The issue at hand is that B. K. Troop, the narrator of Burnett's novel, Christopher, is an older gay man predating (unsuccessfully) on a clueless, straight, young mimbo. The book has gotten lots of good reviews, particularly in the gay press. Burnett's wee dilemma is that despite what many reviewers, interviewers, and even his editor all assumed, he is not, in fact, gay. Rather than bite the various hands attempting to at feed or at least pet him, he sort of goes along with it for awhile. His interactions with his gay but gaydar-impaired editor are particularly amusing:
The awkwardness, however, began during our very first phone call, when my editor asked me what I thought of the novel Fag Hag.
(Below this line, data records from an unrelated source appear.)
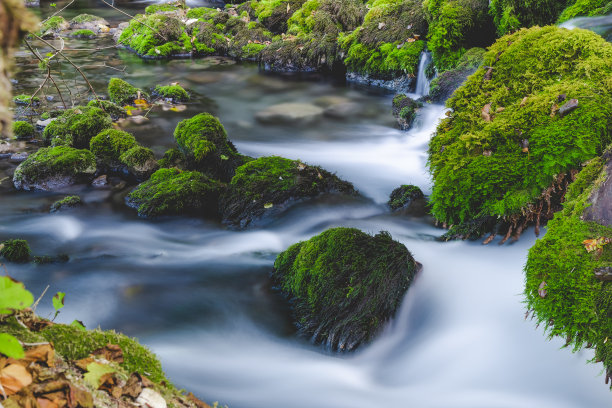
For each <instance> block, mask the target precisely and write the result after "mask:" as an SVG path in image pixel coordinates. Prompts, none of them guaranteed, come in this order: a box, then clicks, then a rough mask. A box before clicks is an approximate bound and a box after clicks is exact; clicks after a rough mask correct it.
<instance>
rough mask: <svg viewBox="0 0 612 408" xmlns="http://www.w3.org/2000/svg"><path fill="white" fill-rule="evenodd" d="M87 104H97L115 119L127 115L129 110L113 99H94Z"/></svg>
mask: <svg viewBox="0 0 612 408" xmlns="http://www.w3.org/2000/svg"><path fill="white" fill-rule="evenodd" d="M87 106H96V107H98V108H100V109H102V110H103V111H104V112H106V113H108V114H109V115H110V116H111V118H112V119H113V120H117V119H119V118H125V117H126V116H127V111H126V110H125V109H124V108H123V107H121V106H119V105H117V104H116V103H113V102H111V101H106V100H102V99H99V100H98V99H93V100H91V101H89V102H88V103H87Z"/></svg>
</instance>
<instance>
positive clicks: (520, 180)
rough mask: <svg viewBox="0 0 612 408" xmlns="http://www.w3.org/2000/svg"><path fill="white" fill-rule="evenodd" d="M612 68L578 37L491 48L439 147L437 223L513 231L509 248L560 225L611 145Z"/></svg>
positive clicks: (438, 157)
mask: <svg viewBox="0 0 612 408" xmlns="http://www.w3.org/2000/svg"><path fill="white" fill-rule="evenodd" d="M544 56H545V57H544ZM611 61H612V45H611V44H609V43H607V42H606V41H605V40H604V39H602V38H601V37H600V36H598V35H597V34H595V33H592V32H589V31H586V30H579V29H575V30H571V31H570V30H566V29H562V28H558V27H554V26H549V27H544V28H539V27H534V28H531V29H522V30H520V31H518V32H516V33H514V34H511V35H509V36H506V37H503V38H501V39H500V40H498V41H497V42H496V43H495V44H494V45H493V46H491V48H490V49H489V51H488V52H487V53H486V54H485V57H484V63H483V64H482V65H481V66H480V68H478V70H477V71H476V72H475V73H474V74H473V75H472V76H470V77H469V78H468V80H467V82H466V83H465V84H464V85H463V86H462V87H461V88H459V89H458V90H457V91H455V93H454V95H453V96H452V97H451V99H449V100H448V101H447V106H448V107H450V108H452V109H453V111H452V112H451V113H450V116H449V117H448V118H445V119H444V120H442V122H441V123H440V125H439V126H438V129H437V133H436V134H435V135H434V137H433V138H432V139H431V142H430V145H429V168H430V170H431V172H432V175H433V181H434V187H433V192H432V195H431V203H432V213H433V215H434V216H435V217H436V218H437V219H438V220H439V221H440V222H442V223H445V224H446V225H455V226H456V227H457V226H459V225H464V226H465V225H468V224H469V223H474V222H475V223H476V224H477V225H475V228H476V229H477V230H478V231H477V232H476V235H480V234H482V233H483V232H486V231H487V230H489V231H490V230H492V229H493V227H492V226H491V225H493V226H500V225H502V224H504V223H505V226H504V230H503V231H500V232H502V233H504V232H505V233H506V239H507V238H509V237H510V235H511V234H515V235H518V234H520V232H521V231H522V229H523V228H524V227H525V226H526V225H527V224H528V223H531V222H533V223H536V226H537V225H539V223H540V221H541V220H544V219H547V218H549V217H551V216H552V212H553V210H554V205H555V202H556V203H558V202H559V201H560V198H561V196H562V193H563V191H564V187H565V186H566V185H567V183H568V181H569V180H571V177H572V171H573V170H575V169H577V168H579V166H580V164H581V163H583V162H584V161H586V160H589V159H591V158H593V157H595V156H597V155H599V154H601V152H602V151H603V148H604V146H606V145H607V144H608V143H609V142H610V140H611V138H612V135H611V132H610V129H611V127H612V96H611V95H612V79H611V78H612V75H611V74H612V63H611ZM577 129H580V131H579V132H577V131H576V130H577ZM487 220H489V221H492V224H488V223H487V222H488V221H487ZM481 227H482V228H481ZM461 235H466V234H465V233H462V234H461Z"/></svg>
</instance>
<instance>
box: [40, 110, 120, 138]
mask: <svg viewBox="0 0 612 408" xmlns="http://www.w3.org/2000/svg"><path fill="white" fill-rule="evenodd" d="M111 126H112V121H111V118H110V116H109V115H108V114H107V113H106V112H104V111H103V110H102V109H100V108H97V107H94V106H77V107H75V108H72V109H68V110H67V111H65V112H64V113H63V114H61V115H60V116H59V117H58V118H57V119H56V120H54V121H53V122H51V123H50V124H49V125H47V127H45V130H44V131H43V139H44V140H45V142H46V143H49V144H51V145H52V146H71V147H75V148H77V149H87V148H89V142H90V140H91V139H92V138H93V137H94V136H95V135H97V134H98V133H100V132H101V131H103V130H104V129H108V128H110V127H111Z"/></svg>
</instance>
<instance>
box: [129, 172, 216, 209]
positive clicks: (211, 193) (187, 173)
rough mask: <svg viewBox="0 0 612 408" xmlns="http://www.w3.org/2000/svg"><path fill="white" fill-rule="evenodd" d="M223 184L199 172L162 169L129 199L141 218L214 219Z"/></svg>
mask: <svg viewBox="0 0 612 408" xmlns="http://www.w3.org/2000/svg"><path fill="white" fill-rule="evenodd" d="M219 189H220V184H219V183H218V182H217V181H215V180H211V179H209V178H208V177H206V176H204V175H203V174H202V173H199V172H196V171H180V170H178V169H161V170H158V171H156V172H155V173H153V175H152V176H151V178H150V179H149V180H148V181H146V182H144V183H142V184H140V185H139V186H138V187H137V188H136V189H135V190H134V191H132V192H131V193H130V194H129V195H128V196H127V198H126V202H127V204H128V205H129V206H130V207H133V208H137V209H138V215H140V216H144V217H155V216H161V215H196V216H207V217H210V216H214V215H216V213H217V206H218V198H219Z"/></svg>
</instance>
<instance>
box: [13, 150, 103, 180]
mask: <svg viewBox="0 0 612 408" xmlns="http://www.w3.org/2000/svg"><path fill="white" fill-rule="evenodd" d="M95 173H96V159H95V157H94V155H93V153H91V152H90V151H89V150H85V149H83V150H78V149H74V148H72V147H67V146H57V147H47V148H42V149H39V150H38V151H37V152H36V153H34V154H32V155H30V157H28V158H27V159H26V160H25V161H24V162H22V163H21V164H20V165H19V167H17V169H15V174H14V175H13V184H14V185H15V188H17V189H18V190H47V191H53V190H57V189H61V188H64V187H67V186H69V185H72V184H76V183H89V182H91V180H93V177H94V174H95Z"/></svg>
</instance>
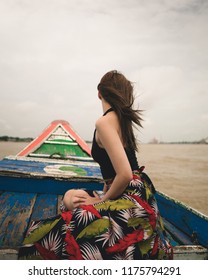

He was stunned that I had never heard of it. Weeks later, there was an equally tense moment when I confessed that I had never watched an episode of The Golden Girls. In midsummer, I was nearly busted when I let slip my passion for the Cleveland Indians. His incredulity was fierce, and it wasn't based on the Tribe's lousy record; he just thought baseball "trashy." ... I casually mentioned an actor I had met. "Oh, I love him," my editor said. "Is he one of us?" A long silence. "I have something to tell you," I sighed.
Caught between two worlds! Finally eschewing his sexually indeterminate existence--both gay and straight and yet, somehow, neither!--Burnett finally comes clean (ahem) about his lack of queeritude, and all is embarrassed sweetness and light. He might have lost some gay-lit cred, but as one Amazon reviewer put it, "Frustrated homosexuals will find this book to be both poignant as well as a spotlight on their soul." Frustrated heterosexuals will just go watch Chasing Amy again, I suppose. Or they could choose among Burnett's screenwriting samples, such as weepie-washee Autumn in New York, about a nobly rotten Richard Gere predating on a mortally nubile Winona Ryder; or the extremely non-gay Bloodfist III: Forced to Fight, about kickboxer Don “The Dragon” Wilson predating on convicts with nicknames like “Leadbottom” and “Sugarfoot.”
Final lesson: It’s OK if you’re not gay! Not that there’s anything not wrong with that.
legal memo to counsel:
posts about writers who happen to have the same name as ex-girlfriend are permissible given that said writer is male.
cc:KB/clm
Posted by: s.h. | June 09, 2004 at 02:27 PM
errata: obviously the cc: was intended for LB, not KB. alternately, ignoring both memos is acceptable.
Posted by: s.h. | June 09, 2004 at 02:32 PM
chuckle ... I'll keep that in mind, though I'm confused as to what counsel is being addressed, and by whom, if Lisa and I are just being cc'd on the matter. This is just like that episode of the Golden Girls ...
Posted by: chris m | June 09, 2004 at 02:44 PM
Both memos duly noted whether or not they were to me as counsel. Chris, just so you know, I was not going to tell anyone that you watched the Golden Girls.
Posted by: LB | June 09, 2004 at 04:37 PM
I want to know why Chris was Googling "Allison" and "gay."
Posted by: Enrique Bana | June 09, 2004 at 05:24 PM
Actually, I believe my search terms were "gay" "golden" "Indian" and "bloodfist."